Manage VPN Settings for All Sites
- Go to Services and click One-Click VPN.
- Go to Advanced to set the Default VPN Proxy. Once set, users can still change it by going to their Identity Enterprise desktop app > Settings > VPN > Proxy.
- Global: Route all traffic on the client to the VPN server's network.
- Intranet: Route only the traffic destined for the VPN server's intranet. Internet traffic still uses the client's network.
- If OpenVPN is set up, you can also set the following:
- OpenVPN Password Lifetime: Set passwords to be valid for one day, one week, one month, three months, or six months.
- Open VPN Password Expire at: Specify the time at which a password will expire on the VPN password expiration date.
- OpenVPN Password Strength: Drag the bar to set the length and select whether passwords must contain symbols or numbers.
Manage VPN Settings on a Console
- Go to Services and click One-Click VPN.
- Do either of the following:
- If the workspace has one site: Go to VPN and click the One-Click VPN.
- If the workspace has multiple sites: Go to Sites, click a site, go to VPN, and click a One-Click VPN.
- Manage the VPN settings:
- VPN Name: Enter the VPN name.
-
Server Address: Enter the domain name of your VPN server or the IP of your UniFi Consoles or Linux host device.
-
Sync with the UniFi Console's public IP:
- When ticked, the VPN server will automatically sync with the console's public IP address. It's suggested to enable this option if you are using dynamic IPs.
- When unticked, manually enter the console's public IP address and port.
-
Sync with the UniFi Console's public IP:
- Assigned Users: The groups and users assigned to this One-Click VPN.
- Configure the Advanced settings and click Save:
- Protocol
- Gateway IP/Subnet: Enter an IP address.
- DNS Server 1: Enter an IP address for the primary DNS server.
- DNS Server 2: Enter an IP address for the secondary DNS server.
- Default DNS Suffix: The set DNS suffix will be automatically filled following the hostname element.
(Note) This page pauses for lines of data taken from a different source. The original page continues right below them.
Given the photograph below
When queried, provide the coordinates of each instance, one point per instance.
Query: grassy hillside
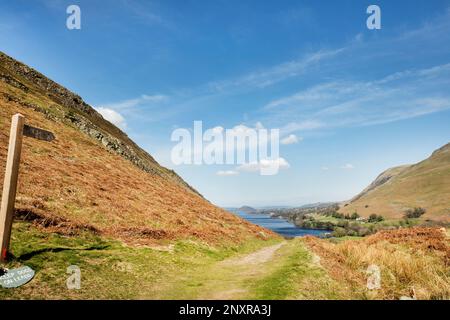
(92, 177)
(425, 184)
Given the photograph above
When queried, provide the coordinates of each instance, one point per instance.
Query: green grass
(109, 269)
(296, 276)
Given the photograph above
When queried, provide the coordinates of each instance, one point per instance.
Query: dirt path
(234, 275)
(257, 257)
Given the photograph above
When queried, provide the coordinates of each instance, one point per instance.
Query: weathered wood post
(10, 184)
(18, 130)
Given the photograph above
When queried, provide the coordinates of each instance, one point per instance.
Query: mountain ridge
(93, 178)
(425, 184)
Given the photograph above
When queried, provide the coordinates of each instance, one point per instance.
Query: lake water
(279, 226)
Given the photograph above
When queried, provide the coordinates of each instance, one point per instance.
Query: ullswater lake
(280, 226)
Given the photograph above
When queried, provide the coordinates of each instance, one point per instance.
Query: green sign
(14, 278)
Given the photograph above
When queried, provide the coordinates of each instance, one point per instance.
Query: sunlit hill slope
(94, 177)
(425, 184)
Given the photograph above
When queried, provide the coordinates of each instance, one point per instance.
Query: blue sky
(358, 101)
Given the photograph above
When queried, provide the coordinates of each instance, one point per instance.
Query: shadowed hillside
(94, 177)
(425, 184)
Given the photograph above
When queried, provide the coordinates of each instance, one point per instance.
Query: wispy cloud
(398, 96)
(290, 139)
(142, 100)
(258, 166)
(348, 166)
(272, 75)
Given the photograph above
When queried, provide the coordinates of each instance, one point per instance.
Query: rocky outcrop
(380, 180)
(79, 114)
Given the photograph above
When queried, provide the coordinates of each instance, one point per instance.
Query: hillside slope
(94, 177)
(425, 184)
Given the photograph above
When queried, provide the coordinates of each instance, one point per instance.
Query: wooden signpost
(18, 130)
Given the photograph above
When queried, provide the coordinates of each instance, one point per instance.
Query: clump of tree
(414, 213)
(375, 218)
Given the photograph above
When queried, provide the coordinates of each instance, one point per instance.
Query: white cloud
(113, 116)
(290, 139)
(348, 166)
(258, 166)
(227, 173)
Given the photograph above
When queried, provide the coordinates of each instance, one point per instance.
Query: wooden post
(10, 184)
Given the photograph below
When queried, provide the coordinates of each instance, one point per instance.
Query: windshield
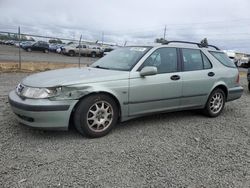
(121, 59)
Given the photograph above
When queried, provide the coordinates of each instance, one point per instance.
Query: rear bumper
(42, 113)
(234, 93)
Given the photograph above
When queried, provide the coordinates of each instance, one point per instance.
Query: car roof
(180, 45)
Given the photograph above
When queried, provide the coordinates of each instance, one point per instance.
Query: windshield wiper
(99, 67)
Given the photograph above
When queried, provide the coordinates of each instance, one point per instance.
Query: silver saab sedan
(129, 82)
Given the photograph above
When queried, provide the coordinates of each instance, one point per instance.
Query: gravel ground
(183, 149)
(11, 53)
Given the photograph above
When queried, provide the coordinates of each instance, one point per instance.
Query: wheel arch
(93, 93)
(223, 87)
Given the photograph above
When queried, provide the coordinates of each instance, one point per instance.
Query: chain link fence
(35, 52)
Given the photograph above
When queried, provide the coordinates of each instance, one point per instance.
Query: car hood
(71, 76)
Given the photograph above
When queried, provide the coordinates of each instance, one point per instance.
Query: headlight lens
(37, 93)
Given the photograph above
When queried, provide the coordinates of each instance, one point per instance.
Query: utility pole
(19, 41)
(165, 29)
(80, 46)
(102, 38)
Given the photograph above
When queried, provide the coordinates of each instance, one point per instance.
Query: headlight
(37, 93)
This means that Windows clients only need to enter the hostname element to access resources through their FQDNs.
-
Custom Routing: Specify which IP address or subnet will be routed through the One-Click VPN tunnel when VPN Proxy is set to the Intranet mode. This function only applies to clients using the Intranet VPN Proxy mode, the Global mode will still route all traffic through the VPN tunnel.
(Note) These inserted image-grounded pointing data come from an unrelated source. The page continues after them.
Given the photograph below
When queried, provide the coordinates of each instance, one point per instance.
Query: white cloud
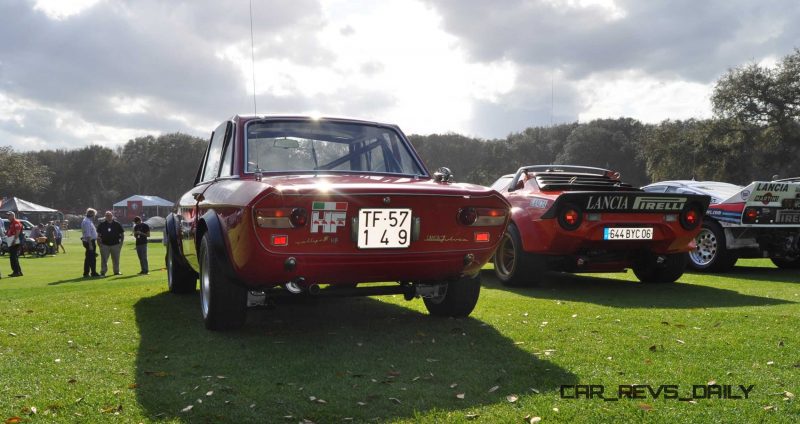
(643, 97)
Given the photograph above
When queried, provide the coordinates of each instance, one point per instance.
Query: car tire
(786, 263)
(222, 302)
(648, 270)
(711, 254)
(458, 300)
(180, 278)
(513, 266)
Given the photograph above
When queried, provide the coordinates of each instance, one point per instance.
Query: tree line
(754, 135)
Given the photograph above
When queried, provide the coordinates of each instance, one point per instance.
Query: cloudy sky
(80, 72)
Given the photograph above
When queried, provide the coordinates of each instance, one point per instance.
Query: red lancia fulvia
(582, 219)
(300, 206)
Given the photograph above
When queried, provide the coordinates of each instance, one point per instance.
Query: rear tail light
(482, 217)
(690, 218)
(280, 240)
(281, 217)
(570, 217)
(750, 215)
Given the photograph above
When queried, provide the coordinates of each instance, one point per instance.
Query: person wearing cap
(110, 235)
(89, 238)
(14, 237)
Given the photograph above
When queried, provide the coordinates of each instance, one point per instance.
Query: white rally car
(760, 220)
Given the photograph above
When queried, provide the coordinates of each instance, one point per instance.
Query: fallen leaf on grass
(111, 409)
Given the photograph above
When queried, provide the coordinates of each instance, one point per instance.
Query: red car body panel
(325, 251)
(534, 212)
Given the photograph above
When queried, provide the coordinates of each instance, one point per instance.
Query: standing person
(89, 238)
(110, 235)
(14, 235)
(141, 232)
(50, 232)
(59, 238)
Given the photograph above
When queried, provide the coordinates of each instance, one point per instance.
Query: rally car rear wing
(762, 204)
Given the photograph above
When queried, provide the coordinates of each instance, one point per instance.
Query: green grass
(122, 349)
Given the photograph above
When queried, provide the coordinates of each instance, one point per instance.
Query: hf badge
(326, 217)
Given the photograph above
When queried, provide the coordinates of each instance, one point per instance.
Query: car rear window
(297, 146)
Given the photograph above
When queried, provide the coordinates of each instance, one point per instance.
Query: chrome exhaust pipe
(293, 287)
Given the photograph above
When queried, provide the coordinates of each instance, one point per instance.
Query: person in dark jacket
(141, 232)
(109, 236)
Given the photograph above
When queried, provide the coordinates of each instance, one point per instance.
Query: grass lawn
(122, 349)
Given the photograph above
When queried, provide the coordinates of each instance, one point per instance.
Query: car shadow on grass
(758, 273)
(325, 361)
(631, 294)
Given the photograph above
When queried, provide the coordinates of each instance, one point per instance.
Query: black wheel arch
(209, 224)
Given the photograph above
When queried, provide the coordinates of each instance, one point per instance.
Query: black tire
(459, 299)
(180, 278)
(648, 270)
(786, 263)
(513, 266)
(711, 254)
(222, 303)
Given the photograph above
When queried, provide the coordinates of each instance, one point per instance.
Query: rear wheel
(512, 265)
(180, 278)
(711, 253)
(223, 303)
(786, 263)
(458, 300)
(652, 268)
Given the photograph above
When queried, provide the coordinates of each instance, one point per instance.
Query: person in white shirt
(89, 239)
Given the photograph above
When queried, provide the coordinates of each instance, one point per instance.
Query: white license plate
(627, 233)
(384, 228)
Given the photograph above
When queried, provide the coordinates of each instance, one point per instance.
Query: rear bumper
(270, 269)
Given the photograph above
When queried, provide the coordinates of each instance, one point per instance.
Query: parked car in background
(759, 220)
(288, 206)
(582, 219)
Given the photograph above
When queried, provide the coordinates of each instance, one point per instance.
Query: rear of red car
(581, 219)
(343, 230)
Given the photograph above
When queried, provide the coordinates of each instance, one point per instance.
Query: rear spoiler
(628, 202)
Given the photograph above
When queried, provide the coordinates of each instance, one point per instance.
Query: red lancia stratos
(582, 219)
(288, 206)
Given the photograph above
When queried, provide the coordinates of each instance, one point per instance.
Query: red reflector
(571, 217)
(280, 240)
(691, 217)
(483, 237)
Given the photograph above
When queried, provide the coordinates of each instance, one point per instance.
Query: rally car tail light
(750, 215)
(690, 219)
(481, 217)
(570, 217)
(281, 217)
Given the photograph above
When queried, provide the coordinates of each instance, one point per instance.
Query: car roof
(715, 188)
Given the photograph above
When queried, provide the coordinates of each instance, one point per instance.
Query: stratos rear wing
(767, 203)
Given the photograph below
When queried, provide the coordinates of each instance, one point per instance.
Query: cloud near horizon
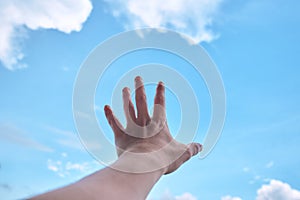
(17, 16)
(191, 17)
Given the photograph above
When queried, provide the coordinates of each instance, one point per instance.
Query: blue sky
(255, 45)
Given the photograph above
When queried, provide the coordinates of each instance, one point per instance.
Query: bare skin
(133, 176)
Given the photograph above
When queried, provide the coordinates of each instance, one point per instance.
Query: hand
(148, 135)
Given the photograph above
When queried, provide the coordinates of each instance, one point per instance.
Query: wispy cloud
(228, 197)
(192, 17)
(270, 164)
(18, 15)
(66, 138)
(12, 134)
(5, 186)
(67, 168)
(185, 196)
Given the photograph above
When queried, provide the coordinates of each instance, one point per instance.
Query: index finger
(159, 102)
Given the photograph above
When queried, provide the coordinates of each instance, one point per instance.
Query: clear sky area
(254, 43)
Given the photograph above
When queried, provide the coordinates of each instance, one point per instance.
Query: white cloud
(270, 164)
(230, 198)
(68, 168)
(10, 133)
(186, 196)
(192, 17)
(18, 15)
(277, 190)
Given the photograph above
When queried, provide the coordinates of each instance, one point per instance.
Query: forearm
(107, 183)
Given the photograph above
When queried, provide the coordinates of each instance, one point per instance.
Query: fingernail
(200, 148)
(106, 109)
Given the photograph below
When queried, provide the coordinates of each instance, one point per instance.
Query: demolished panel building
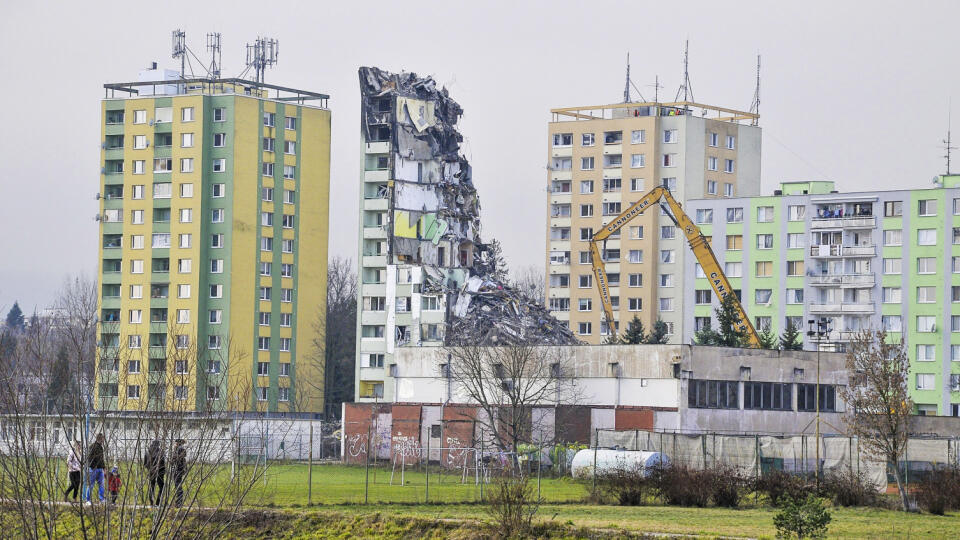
(426, 278)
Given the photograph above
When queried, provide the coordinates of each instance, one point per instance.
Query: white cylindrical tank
(608, 460)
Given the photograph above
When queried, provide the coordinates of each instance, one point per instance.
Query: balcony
(843, 280)
(853, 222)
(832, 250)
(842, 308)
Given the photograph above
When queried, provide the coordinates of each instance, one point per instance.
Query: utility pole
(822, 330)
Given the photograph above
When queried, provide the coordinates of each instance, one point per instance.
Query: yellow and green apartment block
(214, 209)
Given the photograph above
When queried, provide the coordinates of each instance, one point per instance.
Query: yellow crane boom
(699, 245)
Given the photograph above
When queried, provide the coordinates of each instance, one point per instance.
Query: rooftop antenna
(626, 84)
(213, 47)
(755, 106)
(261, 55)
(685, 87)
(180, 50)
(947, 141)
(656, 88)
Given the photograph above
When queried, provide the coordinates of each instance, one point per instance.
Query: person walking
(179, 466)
(74, 458)
(156, 464)
(96, 463)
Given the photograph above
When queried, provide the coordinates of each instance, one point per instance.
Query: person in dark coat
(96, 463)
(178, 464)
(156, 464)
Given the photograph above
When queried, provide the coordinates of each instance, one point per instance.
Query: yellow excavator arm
(699, 245)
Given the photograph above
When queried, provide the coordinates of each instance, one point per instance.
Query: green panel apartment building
(879, 259)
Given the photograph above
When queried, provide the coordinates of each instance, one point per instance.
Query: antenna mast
(685, 87)
(261, 55)
(180, 50)
(626, 85)
(947, 141)
(755, 106)
(213, 47)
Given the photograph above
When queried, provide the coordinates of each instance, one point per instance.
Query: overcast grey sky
(850, 94)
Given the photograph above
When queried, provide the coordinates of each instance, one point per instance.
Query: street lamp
(819, 329)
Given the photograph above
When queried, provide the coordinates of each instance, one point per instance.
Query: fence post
(426, 497)
(310, 469)
(366, 469)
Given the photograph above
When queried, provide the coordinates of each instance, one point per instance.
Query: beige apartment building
(604, 158)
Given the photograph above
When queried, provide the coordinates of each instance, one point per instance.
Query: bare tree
(508, 383)
(530, 281)
(878, 393)
(335, 334)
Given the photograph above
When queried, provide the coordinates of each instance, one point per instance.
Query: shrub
(512, 503)
(802, 518)
(778, 484)
(627, 485)
(939, 491)
(848, 488)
- Custom routing allows the configured IP addresses or subnets to still go through the One-Click VPN tunnel when the client is set to the Intranet mode.
- Without the need to route all traffic through the One-Click VPN tunnel, employees working remotely can use One-Click VPN to simply access the resources that are accessible only from the company network.
- The Intranet mode can significantly reduce the bandwidth usage coming from the One-Click VPN-connected clients, and in turn increase the internet speed of One-Click VPN.
- Maximum Connection Time: Specify the maximum time for One-Click VPN connection. It will be automatically disconnected after the set time.
-
Adaptive VPN: Tick the checkbox and add a VPN policy and rule to determine whether users need to meet certain requirements to connect to VPN. Refer to Adaptive VPN for details.
- VPN Policy: Select the default or custom VPN policy.
- Edit VPN Policy: Click it to edit your VPN policy and rule in Security > Identity Firewall > Policy > VPN.
Notes
- You cannot modify an outer VPN port if your UniFi Consoles's public IP is the same as the WAN IP.
- If your public IP and the WAN IP are different, you will need to create a port forwarding rule.